Clinical Presentation

  • Severe pain, patient does not want to go to the toilet
    • Stabbing pain during defection
    • Deep throbbing pain
  • Anal pain during and for one to two hours after defecation – distinguishing feature to other anal pain differentials
  • Bleeding in toilet paper
Side note Acute fissures typically heal with medical management after 4 to 6 weeks, chronic fissures persist beyond 6 weeks.

 


Examination – Location of fissure

  • Posteriorly midline (90~%)
  • Anterior midline (~10% more common in women)
  • Anywhere else – Fissures located off the midline suggest the presence of underlying pathology such as anal cancer, Crohn’s disease or syphilis.
  • OFTEN TO PAINFUL TO PERFORM PER RECTAL EXAMINATION!

Differential Diagnosis

Secondary anal fissures (pathological causes)

Side note Fissure that do not occur midline are possibly due to an underlying pathology. Often there fissure are multiple

Investigations

Not usually indicated, unless diagnosis uncertain or secondary fissure suspected.

Pathophysiology

Anal fissures usually  occur in the anterior or posterior parts of the anus and underlies the internal anal sphincter. Muscles spasm are due to contraction of the internal anal sphincter causing ischaemia → pain

Management

  • Conservative management
    • Increase fibre intake
    • Sitz bath
  • Topical GTN
  • Botulinum toxin (BOTOX)
  • Sphincterotomy
Pharmacology GTN (common medication for angina). Mechanism of action is by activting guanylyl cyclase increasing cGMP causing smooth muscle relaxation reducing muscle spasms in the perianal area.
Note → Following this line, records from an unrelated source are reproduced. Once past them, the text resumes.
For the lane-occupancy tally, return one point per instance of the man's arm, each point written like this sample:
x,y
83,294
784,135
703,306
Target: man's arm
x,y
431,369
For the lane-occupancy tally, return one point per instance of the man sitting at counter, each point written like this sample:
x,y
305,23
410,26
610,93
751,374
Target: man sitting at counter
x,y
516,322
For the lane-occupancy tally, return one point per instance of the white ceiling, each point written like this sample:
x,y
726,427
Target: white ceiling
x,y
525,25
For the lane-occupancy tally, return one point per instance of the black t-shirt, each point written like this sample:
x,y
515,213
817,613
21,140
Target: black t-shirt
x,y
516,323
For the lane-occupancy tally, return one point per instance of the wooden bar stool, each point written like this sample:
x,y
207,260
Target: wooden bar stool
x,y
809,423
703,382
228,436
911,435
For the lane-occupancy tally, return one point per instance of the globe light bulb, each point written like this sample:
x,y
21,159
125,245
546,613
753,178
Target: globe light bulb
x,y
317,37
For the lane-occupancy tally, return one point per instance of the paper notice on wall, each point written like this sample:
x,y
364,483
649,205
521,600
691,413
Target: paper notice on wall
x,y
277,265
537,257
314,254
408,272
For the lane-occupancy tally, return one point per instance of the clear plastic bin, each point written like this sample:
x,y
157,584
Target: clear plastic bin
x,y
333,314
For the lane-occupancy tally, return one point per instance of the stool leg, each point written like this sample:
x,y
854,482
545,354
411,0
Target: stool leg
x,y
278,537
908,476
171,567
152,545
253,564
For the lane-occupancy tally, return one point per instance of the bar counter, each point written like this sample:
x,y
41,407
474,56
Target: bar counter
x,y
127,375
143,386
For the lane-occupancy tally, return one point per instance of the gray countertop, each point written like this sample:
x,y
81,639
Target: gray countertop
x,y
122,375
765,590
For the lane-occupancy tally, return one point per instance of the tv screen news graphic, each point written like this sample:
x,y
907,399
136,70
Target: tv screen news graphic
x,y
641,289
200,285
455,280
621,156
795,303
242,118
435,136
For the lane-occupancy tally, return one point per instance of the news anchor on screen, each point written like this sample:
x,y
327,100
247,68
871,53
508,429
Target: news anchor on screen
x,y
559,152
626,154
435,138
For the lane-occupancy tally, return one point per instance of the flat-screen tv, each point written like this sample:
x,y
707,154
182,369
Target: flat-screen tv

Side effects of topical GTN: headaches

Complications

  • Faecal incontinence due to sphincterotomy

 

References

Nelson, RL., Thomas, K., Morgan, J., & Jones, A. (2012). Non surgical therapy for anal fissure. The Cochrane Library.
Schlichtemeier, S., & Engel, A. (2016). Anal fissure. Australian Prescriber. 39(1). 14-17.
Steele, SR., & Madoff, RD. (2006). Systemic review: the treatment of anal fissure. Alimentary Pharmacology and Therapeutics Journal. 24(2). 247-257.